A draft intergovernmental agreement between Montenegro and the United States is being framed by some officials as a strategic breakthrough. Yet emerging analysis suggests the document could carry far-reaching implications—less about partnership optics, more about how economic control, public oversight and investor rights are redefined.
At the centre of the debate is the structure of the proposed arrangement. According to assessments of the draft, the agreement would allow certain projects to be designated as strategic and implemented through direct negotiations rather than open tenders, effectively bypassing standard procurement procedures.
That shift, while potentially accelerating project delivery, introduces a different kind of risk. Without competitive tendering, pricing discipline weakens, and the scope for discretionary decision-making expands. For a small market like Montenegro, where institutional capacity is already under scrutiny, such mechanisms tend to concentrate power rather than distribute it.

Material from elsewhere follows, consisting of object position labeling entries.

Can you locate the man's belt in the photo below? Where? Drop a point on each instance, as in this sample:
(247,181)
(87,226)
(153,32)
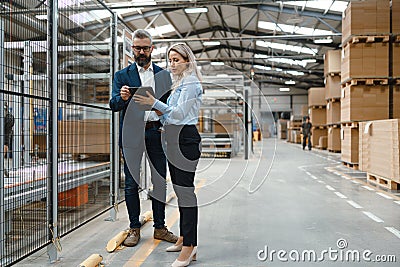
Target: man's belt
(153,124)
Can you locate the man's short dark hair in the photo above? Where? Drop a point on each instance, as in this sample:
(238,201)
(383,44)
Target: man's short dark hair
(142,34)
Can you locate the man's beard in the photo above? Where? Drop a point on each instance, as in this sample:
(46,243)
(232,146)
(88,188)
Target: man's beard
(142,60)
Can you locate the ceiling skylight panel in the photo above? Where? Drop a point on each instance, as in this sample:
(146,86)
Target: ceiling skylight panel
(284,47)
(84,17)
(338,6)
(160,30)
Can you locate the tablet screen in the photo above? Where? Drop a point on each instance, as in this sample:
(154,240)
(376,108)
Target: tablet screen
(141,90)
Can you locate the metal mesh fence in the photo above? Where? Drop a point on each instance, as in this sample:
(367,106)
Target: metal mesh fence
(85,141)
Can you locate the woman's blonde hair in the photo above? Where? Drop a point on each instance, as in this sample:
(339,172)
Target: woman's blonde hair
(185,51)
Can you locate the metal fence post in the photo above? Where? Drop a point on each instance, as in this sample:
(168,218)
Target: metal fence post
(52,157)
(114,157)
(2,193)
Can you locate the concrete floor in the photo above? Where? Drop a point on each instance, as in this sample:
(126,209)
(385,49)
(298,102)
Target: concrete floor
(283,198)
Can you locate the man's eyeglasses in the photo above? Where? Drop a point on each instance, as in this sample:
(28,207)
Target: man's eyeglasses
(139,48)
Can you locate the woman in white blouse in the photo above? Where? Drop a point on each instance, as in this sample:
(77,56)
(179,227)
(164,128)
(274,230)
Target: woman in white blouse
(180,116)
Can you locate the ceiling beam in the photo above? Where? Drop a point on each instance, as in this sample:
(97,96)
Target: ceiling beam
(307,13)
(255,36)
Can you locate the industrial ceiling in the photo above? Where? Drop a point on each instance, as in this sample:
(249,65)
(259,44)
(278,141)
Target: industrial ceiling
(278,41)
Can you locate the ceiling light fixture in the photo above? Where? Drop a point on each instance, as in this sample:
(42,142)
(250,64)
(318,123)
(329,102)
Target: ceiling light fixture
(323,41)
(41,17)
(211,43)
(217,63)
(291,82)
(193,10)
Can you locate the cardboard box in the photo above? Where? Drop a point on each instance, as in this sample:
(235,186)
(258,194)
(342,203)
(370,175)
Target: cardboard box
(396,102)
(316,134)
(334,142)
(349,144)
(74,197)
(332,62)
(318,116)
(90,136)
(316,96)
(364,102)
(333,112)
(323,142)
(396,58)
(396,16)
(304,110)
(332,87)
(225,123)
(379,148)
(365,60)
(366,17)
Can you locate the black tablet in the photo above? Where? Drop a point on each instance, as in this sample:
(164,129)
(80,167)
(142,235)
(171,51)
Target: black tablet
(141,90)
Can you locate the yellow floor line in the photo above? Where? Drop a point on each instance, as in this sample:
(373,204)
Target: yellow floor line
(140,256)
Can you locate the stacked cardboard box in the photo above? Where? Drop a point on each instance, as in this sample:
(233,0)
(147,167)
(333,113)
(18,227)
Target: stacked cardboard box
(334,142)
(317,134)
(332,70)
(364,102)
(380,151)
(282,129)
(332,86)
(317,113)
(349,144)
(396,57)
(365,70)
(365,60)
(225,123)
(332,62)
(366,18)
(294,127)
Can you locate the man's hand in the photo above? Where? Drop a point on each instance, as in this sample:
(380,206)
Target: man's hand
(125,93)
(144,100)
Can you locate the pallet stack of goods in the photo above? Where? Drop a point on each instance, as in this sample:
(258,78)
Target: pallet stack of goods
(317,113)
(379,140)
(396,54)
(364,71)
(282,129)
(332,68)
(380,153)
(294,129)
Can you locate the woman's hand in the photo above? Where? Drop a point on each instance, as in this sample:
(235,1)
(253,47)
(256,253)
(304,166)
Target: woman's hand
(144,100)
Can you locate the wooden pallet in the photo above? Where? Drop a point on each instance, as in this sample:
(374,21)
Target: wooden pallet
(334,74)
(350,165)
(365,81)
(215,155)
(334,125)
(382,181)
(319,127)
(352,124)
(333,100)
(317,107)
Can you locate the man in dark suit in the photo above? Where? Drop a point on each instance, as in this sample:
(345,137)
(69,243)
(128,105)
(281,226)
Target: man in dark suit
(139,132)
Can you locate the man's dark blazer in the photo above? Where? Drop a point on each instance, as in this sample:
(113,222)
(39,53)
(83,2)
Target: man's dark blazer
(131,114)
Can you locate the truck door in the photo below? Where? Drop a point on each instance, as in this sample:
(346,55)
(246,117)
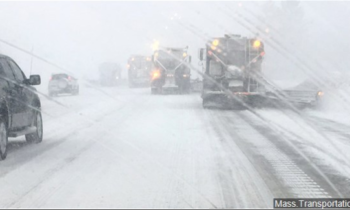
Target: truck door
(24,93)
(12,94)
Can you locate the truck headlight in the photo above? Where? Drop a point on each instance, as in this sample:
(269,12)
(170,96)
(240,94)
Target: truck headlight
(233,71)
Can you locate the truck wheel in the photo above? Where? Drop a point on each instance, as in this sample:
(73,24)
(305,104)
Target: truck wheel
(76,91)
(3,141)
(37,136)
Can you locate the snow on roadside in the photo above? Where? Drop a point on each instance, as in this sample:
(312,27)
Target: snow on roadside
(327,147)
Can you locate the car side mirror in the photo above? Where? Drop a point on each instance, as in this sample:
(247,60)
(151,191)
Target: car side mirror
(34,80)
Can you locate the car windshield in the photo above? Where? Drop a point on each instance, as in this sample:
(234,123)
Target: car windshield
(59,76)
(174,104)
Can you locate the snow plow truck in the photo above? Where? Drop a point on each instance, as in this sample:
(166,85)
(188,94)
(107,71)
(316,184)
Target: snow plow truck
(233,77)
(171,71)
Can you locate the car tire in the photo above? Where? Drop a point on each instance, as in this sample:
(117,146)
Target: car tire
(37,136)
(3,140)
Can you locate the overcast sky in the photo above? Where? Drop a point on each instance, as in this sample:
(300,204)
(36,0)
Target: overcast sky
(81,35)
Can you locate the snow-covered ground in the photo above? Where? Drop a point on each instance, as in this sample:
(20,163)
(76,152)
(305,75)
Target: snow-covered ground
(120,147)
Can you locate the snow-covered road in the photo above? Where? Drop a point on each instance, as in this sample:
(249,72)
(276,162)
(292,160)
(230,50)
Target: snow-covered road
(120,147)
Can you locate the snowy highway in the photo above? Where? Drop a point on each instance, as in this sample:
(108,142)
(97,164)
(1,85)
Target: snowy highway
(120,147)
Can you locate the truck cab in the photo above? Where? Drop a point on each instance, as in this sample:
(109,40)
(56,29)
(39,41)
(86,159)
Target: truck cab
(171,71)
(232,69)
(139,70)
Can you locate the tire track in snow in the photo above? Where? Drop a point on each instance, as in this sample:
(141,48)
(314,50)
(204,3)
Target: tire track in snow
(59,166)
(238,176)
(300,177)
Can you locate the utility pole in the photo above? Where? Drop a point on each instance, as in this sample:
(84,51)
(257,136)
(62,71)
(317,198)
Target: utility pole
(31,61)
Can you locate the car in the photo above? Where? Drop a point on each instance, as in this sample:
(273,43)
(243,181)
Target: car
(20,107)
(63,83)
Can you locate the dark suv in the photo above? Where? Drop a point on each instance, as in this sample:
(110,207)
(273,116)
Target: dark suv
(19,105)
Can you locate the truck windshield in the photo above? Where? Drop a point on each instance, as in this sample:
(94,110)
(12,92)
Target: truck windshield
(59,76)
(140,63)
(236,52)
(170,59)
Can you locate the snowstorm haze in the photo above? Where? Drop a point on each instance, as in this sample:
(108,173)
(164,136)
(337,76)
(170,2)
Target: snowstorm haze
(80,35)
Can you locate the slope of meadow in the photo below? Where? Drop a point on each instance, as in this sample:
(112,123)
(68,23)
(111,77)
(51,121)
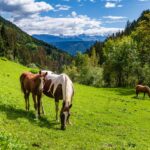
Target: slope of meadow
(102,118)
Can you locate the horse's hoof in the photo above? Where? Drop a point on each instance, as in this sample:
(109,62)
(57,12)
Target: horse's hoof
(57,121)
(63,128)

The concerns do not stop there. The draft reportedly allows for subsequent expansion of project lists without full parliamentary control, raising questions about how far oversight extends once the agreement is in force.
In practical terms, this creates a framework where initial approval may unlock a much broader pipeline of projects, potentially without the same level of scrutiny or public debate.
Another area attracting attention is the treatment of investors. The agreement is said to include broad tax and customs privileges for US companies, alongside provisions that could limit Montenegro’s leverage in dispute resolution.
This reflects a familiar pattern seen in many bilateral investment frameworks, where protections for foreign investors are robust, while host-state safeguards are more loosely defined. Previous analyses of similar agreements in Montenegro have already highlighted this imbalance, noting that such structures can tilt outcomes in favour of investors rather than the state.
What makes the current proposal more sensitive is its scale and positioning. Rather than a sector-specific agreement, it appears to function as a broad umbrella framework for infrastructure and strategic projects, potentially covering energy, transport and other capital-intensive sectors.
That raises the stakes considerably. These are areas where long-term concessions, regulatory commitments and fiscal incentives can shape the economic landscape for decades.
There is also a transparency dimension. Experts reviewing the draft warn that the combination of strategic classification and business confidentiality clauses could open space for non-transparent deal-making, particularly if projects are shielded from public scrutiny on commercial grounds.
In markets with stronger institutional checks, such provisions are typically balanced by robust regulatory oversight. In Montenegro’s case, where concerns around governance and state capture have been flagged by international observers, the margin for error is narrower.
At the same time, the agreement is emerging within a broader geopolitical and economic context. Montenegro is advancing toward EU accession while simultaneously deepening bilateral ties with strategic partners. Infrastructure investment, particularly in energy and transport, is central to that process.
The attraction of such agreements is clear. They promise faster project execution, access to capital and alignment with global partners. But they also redefine the balance between speed and control—between attracting investment and preserving policy flexibility.
That trade-off is now at the heart of the debate.
What is being tested is not simply the content of a single agreement, but the model of development Montenegro is willing to adopt. One path emphasises rapid capital inflows and strategic partnerships, even at the cost of reduced procedural safeguards. The other prioritises institutional control, transparency and gradual integration into EU regulatory frameworks.
The draft agreement sits squarely between those two approaches.
Whether it ultimately becomes a cornerstone of economic cooperation or a source of long-term legal and fiscal exposure will depend less on its intent than on its final structure—and on how much room it leaves for the state to retain control over its own strategic assets.